The following is a guest article by Lee Jones, Chief Product Officer at Gozio Health
More than 91% of American adults have a smartphone, and more than half prefer to access their healthcare via a mobile device. One analysis suggested that 2025 would be the year when consumer-facing devices truly transform care delivery, allowing all consumers to fully participate in more equitable care, while fostering richer provider-patient partnerships and improved health care outcomes.
Yet consumers get substantially better experiences from their favorite hotel chain app than they do from most health system mobile apps. Mobile interactions in healthcare are often disjointed and impersonal, characterized by multiple entry points. For example, consumers may have to log in and out of more than one app for appointment scheduling, bill payment, and patient portals. Or, they may be fed generic information that has nothing to do with their health status.
In contrast, consider how the airline industry approaches mobile experience. A consumer receives a reminder the day before a scheduled flight that provides a direct avenue for check-in. Delays and flight changes are communicated in real-time with options to reschedule flights right in the app. Upon arrival at the airport, wayfinding guides the consumer to desired locations, whether a restaurant, shop, or gate. While the consumer waits, the app makes suggestions based on known preferences about future travel.
The reality is that consumer expectations are being set by industries outside of healthcare, and there is a lot of catching up that needs to happen. Mobile strategy is fast becoming a foundational element for patient acquisition and retention at U.S. health systems. In fact, it has the potential to take consumers from brand awareness to conversion and ultimately, loyalty when done right.
Stage One: Awareness
Awareness is where consumers begin seeking and analyzing options. As the word suggests, it’s where the first experience with a health system brand happens.
Bottom line: first impressions are crucial for moving to the consideration stage. A recent survey underscores the urgency for healthcare organizations to remove friction, build trust, and enhance convenience through digital offerings, echoing the sentiments of another study that found nearly half of consumers would switch providers based on the ability to communicate via smartphone.
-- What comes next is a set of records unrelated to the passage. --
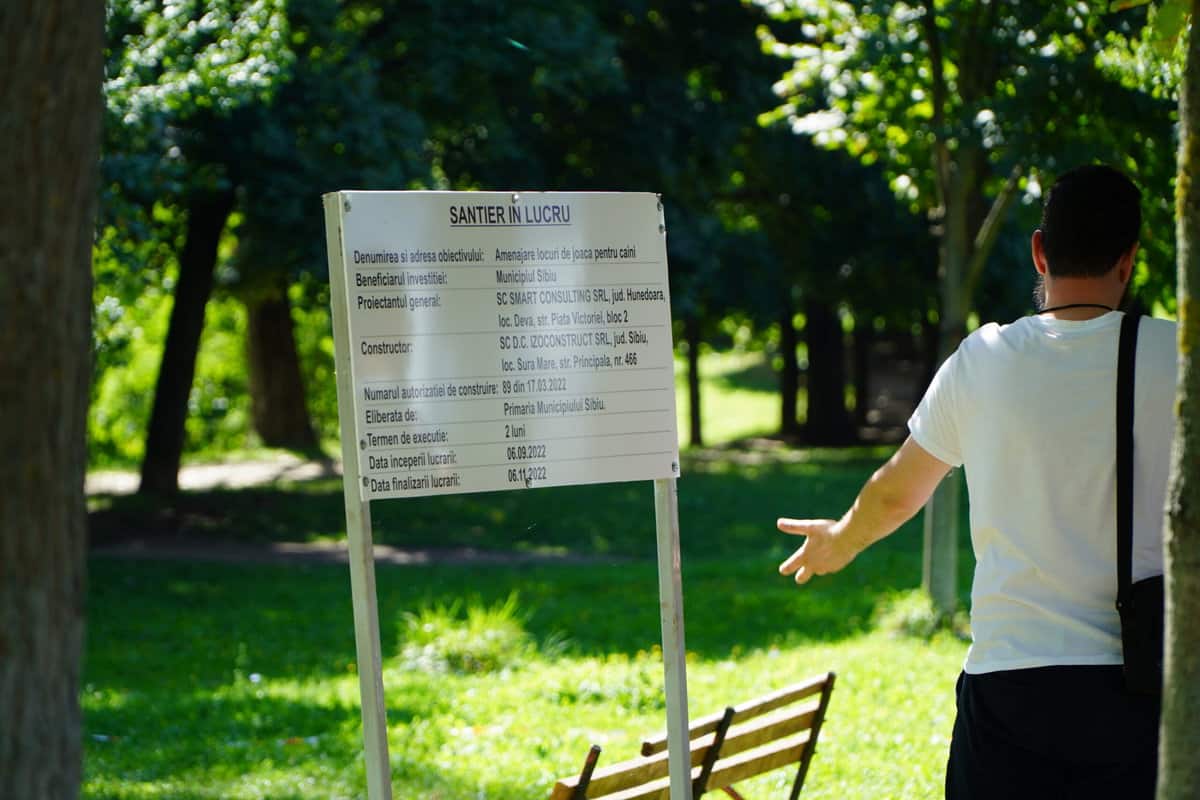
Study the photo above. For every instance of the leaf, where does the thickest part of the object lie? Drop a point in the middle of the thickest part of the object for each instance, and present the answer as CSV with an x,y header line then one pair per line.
x,y
1168,24
1126,5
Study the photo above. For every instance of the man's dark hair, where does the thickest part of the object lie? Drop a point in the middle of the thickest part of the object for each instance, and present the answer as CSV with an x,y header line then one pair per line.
x,y
1091,218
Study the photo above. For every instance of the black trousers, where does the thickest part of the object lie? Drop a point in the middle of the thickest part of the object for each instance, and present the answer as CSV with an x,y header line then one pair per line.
x,y
1057,733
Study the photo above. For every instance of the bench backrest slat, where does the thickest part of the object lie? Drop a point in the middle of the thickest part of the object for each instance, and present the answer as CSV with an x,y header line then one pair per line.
x,y
744,711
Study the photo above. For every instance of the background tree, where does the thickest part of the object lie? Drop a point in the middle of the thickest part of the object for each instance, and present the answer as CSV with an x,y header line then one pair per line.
x,y
49,128
180,83
1179,774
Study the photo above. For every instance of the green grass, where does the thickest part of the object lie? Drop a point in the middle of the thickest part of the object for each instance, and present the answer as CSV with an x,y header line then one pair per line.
x,y
237,681
210,680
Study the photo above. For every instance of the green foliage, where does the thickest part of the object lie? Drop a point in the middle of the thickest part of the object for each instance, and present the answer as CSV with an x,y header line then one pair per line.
x,y
237,681
989,88
129,348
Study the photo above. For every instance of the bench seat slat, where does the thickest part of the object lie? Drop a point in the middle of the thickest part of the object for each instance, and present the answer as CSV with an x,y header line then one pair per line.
x,y
759,761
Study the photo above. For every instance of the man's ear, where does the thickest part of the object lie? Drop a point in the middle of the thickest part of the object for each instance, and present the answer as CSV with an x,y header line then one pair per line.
x,y
1125,265
1037,250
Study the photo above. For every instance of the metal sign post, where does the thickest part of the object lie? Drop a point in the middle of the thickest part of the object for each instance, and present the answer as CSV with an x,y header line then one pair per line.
x,y
497,341
666,515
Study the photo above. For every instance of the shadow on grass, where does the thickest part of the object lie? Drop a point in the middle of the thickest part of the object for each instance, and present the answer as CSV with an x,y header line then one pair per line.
x,y
183,624
244,740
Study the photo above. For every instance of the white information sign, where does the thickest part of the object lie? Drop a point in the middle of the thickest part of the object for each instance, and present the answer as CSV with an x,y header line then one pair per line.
x,y
504,341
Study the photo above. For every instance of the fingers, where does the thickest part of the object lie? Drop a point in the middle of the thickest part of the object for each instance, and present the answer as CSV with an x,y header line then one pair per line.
x,y
793,563
795,527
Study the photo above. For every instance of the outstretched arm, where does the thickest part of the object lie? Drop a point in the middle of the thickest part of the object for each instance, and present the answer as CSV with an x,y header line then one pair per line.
x,y
892,495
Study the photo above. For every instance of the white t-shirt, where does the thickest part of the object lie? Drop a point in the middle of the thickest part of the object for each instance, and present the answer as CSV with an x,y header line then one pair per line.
x,y
1030,410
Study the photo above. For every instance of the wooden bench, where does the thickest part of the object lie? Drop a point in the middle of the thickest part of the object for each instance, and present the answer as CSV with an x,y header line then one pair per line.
x,y
756,737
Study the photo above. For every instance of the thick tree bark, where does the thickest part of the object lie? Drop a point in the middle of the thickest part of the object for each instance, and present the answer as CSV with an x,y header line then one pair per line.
x,y
51,106
691,336
1179,774
827,421
790,376
276,386
207,216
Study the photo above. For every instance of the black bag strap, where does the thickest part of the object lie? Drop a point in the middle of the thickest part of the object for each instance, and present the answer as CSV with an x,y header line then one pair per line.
x,y
1127,353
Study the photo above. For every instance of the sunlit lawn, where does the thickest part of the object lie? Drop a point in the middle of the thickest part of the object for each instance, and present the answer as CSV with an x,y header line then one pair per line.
x,y
211,680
Driving awareness through mobile in an optimal way starts with the download of a unified mobile app that brings together all digital-facing elements and delivers immediate value to a consumer. Does a visitor need wayfinding to locate a family member who is hospitalized? Is a patient looking for a provider directory to locate a cancer specialist? Is a consumer looking for free cholesterol screenings?
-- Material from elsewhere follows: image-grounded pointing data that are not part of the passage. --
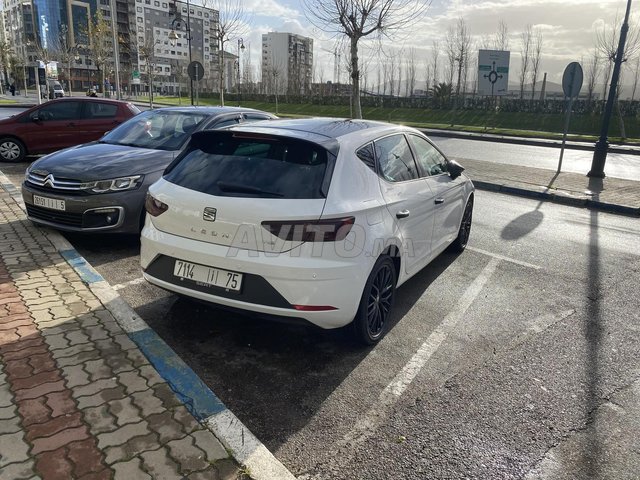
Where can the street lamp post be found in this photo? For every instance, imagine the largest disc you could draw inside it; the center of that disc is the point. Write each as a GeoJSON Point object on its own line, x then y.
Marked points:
{"type": "Point", "coordinates": [240, 49]}
{"type": "Point", "coordinates": [173, 37]}
{"type": "Point", "coordinates": [602, 145]}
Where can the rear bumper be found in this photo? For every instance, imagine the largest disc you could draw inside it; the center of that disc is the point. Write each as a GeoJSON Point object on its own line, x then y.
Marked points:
{"type": "Point", "coordinates": [272, 283]}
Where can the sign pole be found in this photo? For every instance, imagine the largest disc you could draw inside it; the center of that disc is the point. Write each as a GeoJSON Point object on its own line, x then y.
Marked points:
{"type": "Point", "coordinates": [571, 85]}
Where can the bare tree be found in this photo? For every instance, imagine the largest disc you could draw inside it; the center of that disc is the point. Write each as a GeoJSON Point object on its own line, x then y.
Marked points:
{"type": "Point", "coordinates": [434, 63]}
{"type": "Point", "coordinates": [607, 45]}
{"type": "Point", "coordinates": [411, 72]}
{"type": "Point", "coordinates": [357, 19]}
{"type": "Point", "coordinates": [525, 57]}
{"type": "Point", "coordinates": [593, 67]}
{"type": "Point", "coordinates": [501, 38]}
{"type": "Point", "coordinates": [536, 52]}
{"type": "Point", "coordinates": [232, 23]}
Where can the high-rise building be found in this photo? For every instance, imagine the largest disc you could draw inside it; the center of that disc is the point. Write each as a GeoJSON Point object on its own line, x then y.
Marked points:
{"type": "Point", "coordinates": [287, 63]}
{"type": "Point", "coordinates": [33, 27]}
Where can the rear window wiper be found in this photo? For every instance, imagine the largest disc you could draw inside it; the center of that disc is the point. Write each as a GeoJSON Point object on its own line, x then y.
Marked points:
{"type": "Point", "coordinates": [240, 188]}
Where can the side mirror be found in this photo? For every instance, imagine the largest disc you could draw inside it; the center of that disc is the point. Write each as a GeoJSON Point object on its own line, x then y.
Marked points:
{"type": "Point", "coordinates": [455, 169]}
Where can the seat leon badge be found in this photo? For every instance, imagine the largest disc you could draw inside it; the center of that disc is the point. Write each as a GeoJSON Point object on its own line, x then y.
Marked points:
{"type": "Point", "coordinates": [209, 214]}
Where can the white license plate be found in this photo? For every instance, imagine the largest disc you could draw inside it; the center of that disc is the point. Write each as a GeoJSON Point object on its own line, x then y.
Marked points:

A frictionless first experience that provides immediate gratification lays the groundwork for patients to move towards actual use of a health system’s services.
Stage Two: Conversion
Driving awareness through a mobile strategy allows consumers to seamlessly move to the conversion phase, where they are actively seeking services. It is here that expectations become more pronounced and why effective strategies can be true competitive differentiators for health systems.
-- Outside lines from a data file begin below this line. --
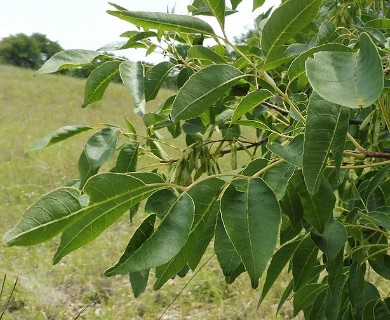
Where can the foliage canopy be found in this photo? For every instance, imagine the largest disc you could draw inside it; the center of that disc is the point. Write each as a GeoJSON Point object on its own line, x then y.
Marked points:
{"type": "Point", "coordinates": [300, 108]}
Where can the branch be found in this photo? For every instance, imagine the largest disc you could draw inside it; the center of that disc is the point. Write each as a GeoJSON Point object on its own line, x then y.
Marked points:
{"type": "Point", "coordinates": [371, 154]}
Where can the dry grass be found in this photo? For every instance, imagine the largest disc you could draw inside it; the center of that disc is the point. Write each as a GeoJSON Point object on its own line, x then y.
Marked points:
{"type": "Point", "coordinates": [31, 108]}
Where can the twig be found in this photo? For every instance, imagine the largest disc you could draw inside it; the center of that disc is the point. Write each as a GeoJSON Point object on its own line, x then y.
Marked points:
{"type": "Point", "coordinates": [185, 286]}
{"type": "Point", "coordinates": [10, 296]}
{"type": "Point", "coordinates": [87, 306]}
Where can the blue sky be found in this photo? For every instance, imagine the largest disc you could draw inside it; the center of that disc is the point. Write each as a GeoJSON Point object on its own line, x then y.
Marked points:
{"type": "Point", "coordinates": [84, 24]}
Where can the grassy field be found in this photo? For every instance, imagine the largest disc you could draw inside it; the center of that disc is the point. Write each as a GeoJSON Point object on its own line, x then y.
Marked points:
{"type": "Point", "coordinates": [31, 107]}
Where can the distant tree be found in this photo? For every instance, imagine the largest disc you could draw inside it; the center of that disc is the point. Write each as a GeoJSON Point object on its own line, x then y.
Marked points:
{"type": "Point", "coordinates": [27, 51]}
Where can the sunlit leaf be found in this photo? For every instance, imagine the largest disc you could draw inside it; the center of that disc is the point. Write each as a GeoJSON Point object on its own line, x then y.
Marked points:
{"type": "Point", "coordinates": [98, 81]}
{"type": "Point", "coordinates": [111, 195]}
{"type": "Point", "coordinates": [249, 102]}
{"type": "Point", "coordinates": [51, 214]}
{"type": "Point", "coordinates": [217, 7]}
{"type": "Point", "coordinates": [166, 241]}
{"type": "Point", "coordinates": [331, 240]}
{"type": "Point", "coordinates": [69, 59]}
{"type": "Point", "coordinates": [326, 128]}
{"type": "Point", "coordinates": [164, 21]}
{"type": "Point", "coordinates": [285, 22]}
{"type": "Point", "coordinates": [99, 148]}
{"type": "Point", "coordinates": [132, 74]}
{"type": "Point", "coordinates": [353, 80]}
{"type": "Point", "coordinates": [202, 90]}
{"type": "Point", "coordinates": [58, 136]}
{"type": "Point", "coordinates": [277, 264]}
{"type": "Point", "coordinates": [154, 78]}
{"type": "Point", "coordinates": [127, 158]}
{"type": "Point", "coordinates": [251, 216]}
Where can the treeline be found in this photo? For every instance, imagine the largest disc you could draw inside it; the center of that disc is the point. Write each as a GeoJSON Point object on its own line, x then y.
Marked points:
{"type": "Point", "coordinates": [33, 51]}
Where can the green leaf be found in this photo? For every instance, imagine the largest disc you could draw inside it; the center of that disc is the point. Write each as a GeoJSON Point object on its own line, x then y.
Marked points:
{"type": "Point", "coordinates": [217, 7]}
{"type": "Point", "coordinates": [127, 158]}
{"type": "Point", "coordinates": [277, 178]}
{"type": "Point", "coordinates": [203, 53]}
{"type": "Point", "coordinates": [297, 67]}
{"type": "Point", "coordinates": [375, 181]}
{"type": "Point", "coordinates": [132, 74]}
{"type": "Point", "coordinates": [205, 196]}
{"type": "Point", "coordinates": [69, 59]}
{"type": "Point", "coordinates": [285, 22]}
{"type": "Point", "coordinates": [99, 148]}
{"type": "Point", "coordinates": [202, 90]}
{"type": "Point", "coordinates": [160, 202]}
{"type": "Point", "coordinates": [139, 281]}
{"type": "Point", "coordinates": [227, 256]}
{"type": "Point", "coordinates": [111, 195]}
{"type": "Point", "coordinates": [98, 81]}
{"type": "Point", "coordinates": [257, 4]}
{"type": "Point", "coordinates": [292, 206]}
{"type": "Point", "coordinates": [251, 215]}
{"type": "Point", "coordinates": [317, 209]}
{"type": "Point", "coordinates": [277, 264]}
{"type": "Point", "coordinates": [167, 240]}
{"type": "Point", "coordinates": [155, 77]}
{"type": "Point", "coordinates": [51, 214]}
{"type": "Point", "coordinates": [292, 152]}
{"type": "Point", "coordinates": [382, 309]}
{"type": "Point", "coordinates": [353, 80]}
{"type": "Point", "coordinates": [249, 102]}
{"type": "Point", "coordinates": [166, 22]}
{"type": "Point", "coordinates": [305, 296]}
{"type": "Point", "coordinates": [326, 125]}
{"type": "Point", "coordinates": [303, 262]}
{"type": "Point", "coordinates": [332, 240]}
{"type": "Point", "coordinates": [58, 136]}
{"type": "Point", "coordinates": [381, 217]}
{"type": "Point", "coordinates": [379, 23]}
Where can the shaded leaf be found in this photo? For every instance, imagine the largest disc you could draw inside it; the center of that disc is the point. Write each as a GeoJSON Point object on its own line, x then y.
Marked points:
{"type": "Point", "coordinates": [139, 281]}
{"type": "Point", "coordinates": [203, 53]}
{"type": "Point", "coordinates": [99, 148]}
{"type": "Point", "coordinates": [227, 256]}
{"type": "Point", "coordinates": [154, 78]}
{"type": "Point", "coordinates": [58, 136]}
{"type": "Point", "coordinates": [278, 262]}
{"type": "Point", "coordinates": [111, 195]}
{"type": "Point", "coordinates": [277, 178]}
{"type": "Point", "coordinates": [305, 296]}
{"type": "Point", "coordinates": [69, 59]}
{"type": "Point", "coordinates": [353, 80]}
{"type": "Point", "coordinates": [332, 240]}
{"type": "Point", "coordinates": [132, 74]}
{"type": "Point", "coordinates": [292, 152]}
{"type": "Point", "coordinates": [202, 90]}
{"type": "Point", "coordinates": [51, 214]}
{"type": "Point", "coordinates": [127, 158]}
{"type": "Point", "coordinates": [249, 102]}
{"type": "Point", "coordinates": [285, 22]}
{"type": "Point", "coordinates": [326, 125]}
{"type": "Point", "coordinates": [167, 240]}
{"type": "Point", "coordinates": [217, 7]}
{"type": "Point", "coordinates": [98, 81]}
{"type": "Point", "coordinates": [303, 261]}
{"type": "Point", "coordinates": [317, 209]}
{"type": "Point", "coordinates": [164, 21]}
{"type": "Point", "coordinates": [251, 216]}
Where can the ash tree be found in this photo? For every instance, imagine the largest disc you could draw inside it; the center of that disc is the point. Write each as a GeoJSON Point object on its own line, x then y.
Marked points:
{"type": "Point", "coordinates": [300, 110]}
In tandem with awareness, a conversion experience begins with convenience—meeting consumer needs with the least amount of uncertainty and friction as possible. In healthcare, especially, where trust in the system has plummeted in recent years from 71.5% in 2020 to 40.1% in 2024, ease of access to services is critical.
While a provider search may have led to the download of a health system app, the question becomes whether the solution is intuitive enough to guide a potential patient to the next steps. How easy is it to then schedule an appointment from the app? A patient who is able to make their next move within just a couple of minutes of provider look-up is going to be much more satisfied than if they had to exit the app and make a phone call.
Stage Three: Loyalty
Brand loyalty does not come from a “one and done.” It comes from a positive first experience and ongoing touchpoints that continue to build trust and add value to a consumer’s healthcare experience. You have achieved “loyalty” when a customer doesn’t shop around – they open your branded mobile app and book or buy from you directly.
In a competitive health market, what differentiates a health system’s mobile strategy is not just having an app but also the ability to create a seamless and hyper-personalized digital encounter. The best approaches to personalizing the healthcare digital experience incorporate not just data regarding the consumer’s medical history, but also data from every touchpoint the consumer has within the health system. This 360-degree consumer view could include participation in community events like screenings, heart walks, and donations to the hospital foundation, for instance.
For example, health systems can tailor specific types of education and outreach to patients based on their interests or diagnoses. This level of personalization cannot happen without the ability to customize app development, though. Consequently, health systems should turn to an open digital platform for integrating the services most likely to appeal to consumers, and a tightly integrated omnichannel approach—from mobile to web to the patient portal—that fosters seamless experiences.
The bottom line is checking a box that says “we have a mobile app” means little if consumers don’t find value in it. Health systems that thoughtfully consider how mobile strategy can drive brand loyalty and then create the personalized mobile experiences consumers have come to expect are poised for significant competitive differentiation.